28/10/2025
80 ans de l’ONU : le Sénégal réaffirme son engagement pour un multilatéralisme humaniste
Le vendredi 24 octobre, le Sénégal a célébré au Centre Africain d’Études Supérieures en Gestion (CESAG) les 80 ans du Système des Nations Unies, autour de la question centrale : « Pourquoi les Nations Unies sont-elles toujours nécessaires 80 ans après ? ». Cette journée a été à la fois un hommage et un appel à l’action pour faire vivre un multilatéralisme plus juste, plus efficace et plus proche des peuples.
Réunis à Dakar, diplomates, universitaires et responsables institutionnels ont partagé une conviction forte : dans un monde marqué par le terrorisme, les crises climatiques, les conflits persistants et la désinformation, l’ONU demeure un phare, mais ce phare doit aujourd’hui moderniser son éclairage.
Le Sénégal, fidèle à une diplomatie de principes, a réaffirmé son attachement aux valeurs fondatrices de l’organisation que sont la paix, la justice et la prospérité partagée. Lors de son allocution, le Dr Khare Diouf, Secrétaire Général du , a rappelé l’engagement du Sénégal pour une intégration africaine forte et un multilatéralisme renouvelé. Il a souligné que le pays contribue activement aux opérations de maintien de la paix et continue de défendre la cause palestinienne, tout en plaidant pour une réforme urgente du Conseil de sécurité afin que la voix légitime de l’Afrique y soit mieux représentée.
Pour sa part, Aminata Maïga, coordonnatrice résidente du Système des Nations Unies au Sénégal, a célébré « 80 ans d’une promesse collective » visant à protéger la dignité humaine et à défendre la paix mondiale.
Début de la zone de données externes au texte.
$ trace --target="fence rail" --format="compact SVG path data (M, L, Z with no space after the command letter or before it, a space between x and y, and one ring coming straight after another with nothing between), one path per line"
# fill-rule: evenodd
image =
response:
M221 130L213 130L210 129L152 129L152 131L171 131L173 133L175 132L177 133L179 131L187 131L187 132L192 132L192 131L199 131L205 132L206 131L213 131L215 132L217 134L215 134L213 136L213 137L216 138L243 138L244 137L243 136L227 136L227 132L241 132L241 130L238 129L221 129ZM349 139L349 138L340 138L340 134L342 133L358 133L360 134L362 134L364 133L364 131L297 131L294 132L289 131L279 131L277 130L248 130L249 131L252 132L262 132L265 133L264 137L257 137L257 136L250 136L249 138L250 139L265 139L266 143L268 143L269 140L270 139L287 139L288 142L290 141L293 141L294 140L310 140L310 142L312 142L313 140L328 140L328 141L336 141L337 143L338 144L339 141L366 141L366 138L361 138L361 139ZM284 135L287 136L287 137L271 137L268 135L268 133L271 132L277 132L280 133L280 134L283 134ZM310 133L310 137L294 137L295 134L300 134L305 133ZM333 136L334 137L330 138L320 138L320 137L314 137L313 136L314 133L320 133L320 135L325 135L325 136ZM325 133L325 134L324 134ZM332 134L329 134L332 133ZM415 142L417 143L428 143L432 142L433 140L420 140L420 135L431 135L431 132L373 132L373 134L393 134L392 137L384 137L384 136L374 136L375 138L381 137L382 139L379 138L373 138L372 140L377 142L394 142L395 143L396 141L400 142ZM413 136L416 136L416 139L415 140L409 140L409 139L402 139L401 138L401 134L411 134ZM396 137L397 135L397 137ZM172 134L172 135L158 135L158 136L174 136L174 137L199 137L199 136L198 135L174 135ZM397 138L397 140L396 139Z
Elle a salué la posture du Sénégal, pays de dialogue et d’ouverture, dont la jeunesse innovante incarne pleinement l’esprit des Nations Unies.
Un moment fort de la célébration a été le panel de haut niveau intitulé « Pourquoi les Nations Unies sont-elles toujours nécessaires 80 ans après ? ». Ce débat crucial pour l’avenir du multilatéralisme a permis le partage de perspectives sur le rôle de l’ONU, les défis globaux et la contribution du Sénégal à la paix et au développement.
La voix des étudiants a également été mise en avant. Une étudiante du CESAG a pris la parole pour partager sa vision de l’avenir et l’impact des Nations Unies sur sa génération, invitant à un engagement concret : « Ensemble, co-créons un projet pilote, porté par les étudiants, où vos expertises se mêleront à notre énergie et à notre volonté d’apprendre ». Cette initiative illustre la volonté des jeunes de s’impliquer activement dans la construction d’un monde plus juste et solidaire.
La scène académique a joué un rôle central dans cet événement. Le CESAG, hôte de la célébration, a offert un espace de réflexion stratégique et d’échanges de haut niveau, avec une forte implication d'un de ses projets institutionnels, le Centre CLEAR – francophone Afrique qui a apporté un appui technique et organisationnel déterminant. Leur contribution a rappelé l’importance de la recherche, de l’évaluation et du renforcement des capacités pour améliorer les politiques publiques, éléments essentiels d’un multilatéralisme moderne. Grâce à ce partenariat, la célébration s’est transformée en véritable laboratoire d’idées pour anticiper l’avenir du système international.
Dans son intervention, le doyen du corps diplomatique, Jean Koe Ntonga, a reconnu que l’ONU avait permis d’éviter l’impensable, notamment une troisième guerre mondiale, et avait fait progresser les droits humains et la coopération. Mais il a aussi insisté sur la nécessité pour le système de se réinventer et d’offrir à l’Afrique la place qui lui revient. Ce message, exigeant mais porteur d’espoir, a trouvé un écho chez Aminata Maïga, qui a rappelé que « renforcer le multilatéralisme n’est pas un slogan. C’est construire des ponts plutôt que des murs ».
Quatre-vingts ans après San Francisco, l’idéal onusien continue de vivre à Dakar, au sein de ses universités, de ses institutions et de ses citoyens engagés, animés par une ambition partagée : bâtir un monde plus juste. Au CESAG, ce vendredi, l’histoire a rappelé que le multilatéralisme n’est pas seulement une architecture diplomatique, mais une responsabilité envers les générations futures.